The answer will show up in credits before it shows up in fan comments. Watch how future shows are billed, who hosts them and whether the thumbnails still depend on founder chemistry. The more the company can sell format first, the less one missing face controls the value of each new idea.
The Brand Portfolio Softens the Shock
The Sidemen were less fragile on May 31 than they would have been five years ago because the income story no longer sits only on video ads. Companies House lists Sidemen Clothing Limited’s company filing as incorporated on 30 December 2014, which is a reminder that merchandise was built into the group early, rather than bolted on after streaming money arrived.
- Clothing turns fan identity into repeat purchases, especially when the channel is quiet between weekly uploads.
- Food and drink brands move the relationship into shops, delivery apps and social posts that do not require every founder to appear.
- Live football events create one-day spectacles where guests, charities and outside creators can carry part of the draw.
- Subscription and streaming formats give the group products that can be scheduled around production cycles rather than weekly improvisation.
That portfolio does not make the exit painless. It does make the group less dependent on a single AdSense curve. The remaining members can now protect the Sunday upload while the wider company leans harder into branded goods, paid formats and live events.
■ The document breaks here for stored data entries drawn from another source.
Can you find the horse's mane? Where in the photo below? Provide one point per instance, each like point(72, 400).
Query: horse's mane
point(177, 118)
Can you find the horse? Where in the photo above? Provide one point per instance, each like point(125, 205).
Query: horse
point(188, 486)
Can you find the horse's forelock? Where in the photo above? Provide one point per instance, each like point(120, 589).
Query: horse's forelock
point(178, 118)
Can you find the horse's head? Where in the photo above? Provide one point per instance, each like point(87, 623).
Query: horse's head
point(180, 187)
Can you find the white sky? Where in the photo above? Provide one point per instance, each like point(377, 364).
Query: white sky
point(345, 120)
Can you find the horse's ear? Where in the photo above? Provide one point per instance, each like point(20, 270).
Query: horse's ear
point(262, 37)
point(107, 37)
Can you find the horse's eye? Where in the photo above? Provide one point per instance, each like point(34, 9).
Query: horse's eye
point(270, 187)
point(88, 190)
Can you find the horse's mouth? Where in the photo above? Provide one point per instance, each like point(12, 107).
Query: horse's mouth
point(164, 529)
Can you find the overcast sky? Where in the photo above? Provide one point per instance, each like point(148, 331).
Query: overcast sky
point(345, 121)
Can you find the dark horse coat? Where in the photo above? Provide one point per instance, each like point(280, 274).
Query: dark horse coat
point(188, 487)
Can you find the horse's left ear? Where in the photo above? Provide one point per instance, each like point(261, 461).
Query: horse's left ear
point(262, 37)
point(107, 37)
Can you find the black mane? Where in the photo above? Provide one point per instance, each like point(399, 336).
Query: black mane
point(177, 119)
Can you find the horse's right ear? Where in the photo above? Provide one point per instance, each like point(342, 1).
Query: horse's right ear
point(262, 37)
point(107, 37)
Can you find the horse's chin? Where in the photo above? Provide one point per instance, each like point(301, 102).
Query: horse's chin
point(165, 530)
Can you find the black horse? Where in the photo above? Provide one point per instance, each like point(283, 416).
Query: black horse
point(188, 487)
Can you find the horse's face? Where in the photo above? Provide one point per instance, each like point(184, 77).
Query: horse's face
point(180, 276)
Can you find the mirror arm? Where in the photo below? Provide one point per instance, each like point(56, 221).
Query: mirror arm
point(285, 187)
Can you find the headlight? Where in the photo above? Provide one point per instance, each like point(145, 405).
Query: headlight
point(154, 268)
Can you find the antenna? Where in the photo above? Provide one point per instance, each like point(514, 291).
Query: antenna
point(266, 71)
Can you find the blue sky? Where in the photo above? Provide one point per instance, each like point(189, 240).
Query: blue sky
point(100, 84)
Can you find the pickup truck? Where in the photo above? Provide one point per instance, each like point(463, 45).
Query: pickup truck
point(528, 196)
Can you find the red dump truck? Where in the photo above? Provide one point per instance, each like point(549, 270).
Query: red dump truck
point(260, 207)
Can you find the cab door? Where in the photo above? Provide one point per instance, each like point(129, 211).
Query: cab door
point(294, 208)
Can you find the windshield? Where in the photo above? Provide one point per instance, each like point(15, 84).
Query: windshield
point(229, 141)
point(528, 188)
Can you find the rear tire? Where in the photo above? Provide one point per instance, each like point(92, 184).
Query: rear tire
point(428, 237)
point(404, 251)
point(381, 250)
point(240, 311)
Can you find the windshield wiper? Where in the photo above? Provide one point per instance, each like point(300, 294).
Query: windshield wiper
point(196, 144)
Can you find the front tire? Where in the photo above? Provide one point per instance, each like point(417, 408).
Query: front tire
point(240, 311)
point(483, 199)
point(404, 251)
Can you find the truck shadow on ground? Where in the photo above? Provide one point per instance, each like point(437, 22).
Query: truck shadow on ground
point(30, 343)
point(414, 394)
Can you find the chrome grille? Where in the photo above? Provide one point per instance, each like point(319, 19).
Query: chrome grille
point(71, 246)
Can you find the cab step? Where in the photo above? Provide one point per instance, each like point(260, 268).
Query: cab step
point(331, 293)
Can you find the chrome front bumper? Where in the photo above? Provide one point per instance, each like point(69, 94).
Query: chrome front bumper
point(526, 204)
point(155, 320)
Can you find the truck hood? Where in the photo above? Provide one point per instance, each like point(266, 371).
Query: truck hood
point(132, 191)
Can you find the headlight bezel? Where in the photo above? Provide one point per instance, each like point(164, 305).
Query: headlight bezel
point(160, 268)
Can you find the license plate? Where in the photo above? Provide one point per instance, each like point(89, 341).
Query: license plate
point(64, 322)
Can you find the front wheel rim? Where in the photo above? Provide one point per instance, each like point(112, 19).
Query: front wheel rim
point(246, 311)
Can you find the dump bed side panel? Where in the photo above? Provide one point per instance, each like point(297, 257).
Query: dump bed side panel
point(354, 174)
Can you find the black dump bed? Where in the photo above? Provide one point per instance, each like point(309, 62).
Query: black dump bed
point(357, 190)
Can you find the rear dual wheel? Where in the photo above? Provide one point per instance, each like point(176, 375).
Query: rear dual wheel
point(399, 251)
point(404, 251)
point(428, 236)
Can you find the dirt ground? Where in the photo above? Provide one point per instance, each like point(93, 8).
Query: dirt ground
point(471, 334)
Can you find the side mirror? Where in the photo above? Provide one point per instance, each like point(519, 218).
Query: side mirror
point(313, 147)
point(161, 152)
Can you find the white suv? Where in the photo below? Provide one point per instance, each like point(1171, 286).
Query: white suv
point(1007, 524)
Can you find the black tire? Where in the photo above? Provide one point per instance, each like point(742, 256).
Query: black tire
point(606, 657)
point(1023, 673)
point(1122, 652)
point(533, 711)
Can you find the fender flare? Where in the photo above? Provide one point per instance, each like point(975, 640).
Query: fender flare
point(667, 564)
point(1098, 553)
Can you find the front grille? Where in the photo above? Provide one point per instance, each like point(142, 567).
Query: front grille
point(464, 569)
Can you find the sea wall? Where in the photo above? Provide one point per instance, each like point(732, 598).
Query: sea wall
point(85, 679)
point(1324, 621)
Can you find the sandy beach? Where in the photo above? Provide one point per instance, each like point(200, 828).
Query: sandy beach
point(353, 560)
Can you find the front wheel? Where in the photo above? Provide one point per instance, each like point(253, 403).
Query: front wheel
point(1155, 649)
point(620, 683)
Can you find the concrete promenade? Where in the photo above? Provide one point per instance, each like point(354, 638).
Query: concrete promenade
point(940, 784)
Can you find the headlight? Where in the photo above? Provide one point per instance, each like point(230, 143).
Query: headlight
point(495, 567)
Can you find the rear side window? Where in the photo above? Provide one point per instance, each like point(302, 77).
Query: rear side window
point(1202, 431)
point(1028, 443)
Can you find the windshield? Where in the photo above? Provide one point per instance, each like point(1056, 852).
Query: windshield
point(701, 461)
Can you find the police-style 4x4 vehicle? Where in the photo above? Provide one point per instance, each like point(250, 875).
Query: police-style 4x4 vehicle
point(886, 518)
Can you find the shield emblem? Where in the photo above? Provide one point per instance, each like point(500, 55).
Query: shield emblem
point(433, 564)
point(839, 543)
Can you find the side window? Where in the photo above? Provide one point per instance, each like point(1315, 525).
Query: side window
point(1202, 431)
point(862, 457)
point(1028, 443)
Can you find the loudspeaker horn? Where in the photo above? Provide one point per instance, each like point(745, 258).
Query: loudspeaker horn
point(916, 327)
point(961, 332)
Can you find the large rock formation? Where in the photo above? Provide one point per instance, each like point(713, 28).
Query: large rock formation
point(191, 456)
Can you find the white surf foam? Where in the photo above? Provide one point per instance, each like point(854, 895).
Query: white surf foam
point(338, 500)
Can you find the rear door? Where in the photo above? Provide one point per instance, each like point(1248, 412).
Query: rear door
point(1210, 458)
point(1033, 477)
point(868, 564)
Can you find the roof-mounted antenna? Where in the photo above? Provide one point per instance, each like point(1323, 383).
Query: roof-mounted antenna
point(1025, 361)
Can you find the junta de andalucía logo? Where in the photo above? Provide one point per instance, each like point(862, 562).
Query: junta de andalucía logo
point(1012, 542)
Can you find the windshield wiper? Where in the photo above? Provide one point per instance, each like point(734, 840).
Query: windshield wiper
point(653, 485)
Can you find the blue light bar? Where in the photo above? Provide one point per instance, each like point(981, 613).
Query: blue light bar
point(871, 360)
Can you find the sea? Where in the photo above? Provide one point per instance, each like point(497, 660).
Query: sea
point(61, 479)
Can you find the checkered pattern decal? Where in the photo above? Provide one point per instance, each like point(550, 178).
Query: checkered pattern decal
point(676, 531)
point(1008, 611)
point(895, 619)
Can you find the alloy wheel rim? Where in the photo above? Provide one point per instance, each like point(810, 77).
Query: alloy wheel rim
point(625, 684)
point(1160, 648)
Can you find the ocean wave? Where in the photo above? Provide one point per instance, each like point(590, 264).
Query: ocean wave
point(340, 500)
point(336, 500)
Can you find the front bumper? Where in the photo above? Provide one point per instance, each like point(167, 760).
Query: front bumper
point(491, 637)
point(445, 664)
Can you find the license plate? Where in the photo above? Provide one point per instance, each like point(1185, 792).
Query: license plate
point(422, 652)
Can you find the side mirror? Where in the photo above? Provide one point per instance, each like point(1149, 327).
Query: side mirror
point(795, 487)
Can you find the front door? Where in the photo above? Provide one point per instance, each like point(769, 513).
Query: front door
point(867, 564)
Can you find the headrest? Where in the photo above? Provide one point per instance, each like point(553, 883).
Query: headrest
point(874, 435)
Audience Trust Becomes the Hardest Asset
The obvious danger is that every coming video becomes a referendum. If views hold, the group will claim continuity. If comments obsess over the missing seventh seat, even strong videos may read as transitional. The first few uploads after an exit are less about concept quality than audience permission.
Fans will also watch for tone. A tribute-heavy reset could make the group look sincere but stuck in the past. A cold jump into normal service could protect momentum while irritating viewers who wanted a goodbye. The cleanest path is probably a short acknowledgment, then confident content that does not ask the audience to pretend nothing changed.
Olatunji has left the remaining six with a strange gift. By naming workload and family rather than scandal, he reduced the appetite for a public feud. By leaving at peak scale, he forced the group to answer the only question that matters for a creator company: can friendship become an institution without draining the people who made it valuable?
If the next stretch of Sidemen Sundays feels like a different mix rather than a depleted one, May 31 becomes a succession date. If the rhythm turns cautious, the exit will mark the first real stress test of the creator company era.